クロードは花壇に蒔いて水を、と説明していたのは覚えている。友人や家族の前で披露しようと思えば、おそらく不可能ではない。
先ほども実は子爵殿の友人が、と口を挟むべきか悩んでいた。しかし結局シャロンは誰にも真相を打ち明けなかった。
どうやら、クロードは青い薔薇に関する問い掛けから逃げ回っているらしい。何を考えているのか、隣国にいるという友人でもある魔法使いの話をシャロン以外の人間に披露する気はないようだった。

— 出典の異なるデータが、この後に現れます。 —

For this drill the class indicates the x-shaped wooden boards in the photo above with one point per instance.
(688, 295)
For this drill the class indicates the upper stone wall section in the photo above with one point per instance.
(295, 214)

昔、子爵邸に身を寄せていた子供が大人になって、と自分の評判をより高める美談として披露しても罰は当たらないはずだ。しかし当人が何も説明しないため、シャロンもクロードから聞いた話を披露する理由も気持ちも見当たらない。結局、不思議な青い薔薇に偶然遭遇した幸運な一人として、突き通すしかなかった。
「……おかしな人」
正直に自慢したらいいのに、ともらった花の種らしき物を指先でもてあそびながら、シャロンの呟きはあの日の子爵へと向けられる。
日記帳を開いてその日の出来事を満足のいくまで書き付けた後、シャロンは子爵の不可解な言動を書き加えておく。そうして、何故自分まで口を噤んでいるのか、手を止めて考え込んだ。
「『もう少し幼い方』 だったらからかう、だなんて」
それは耳に入った話を片端から広めるような子供ではない、とクロードに示したいからなのかもしれなかった。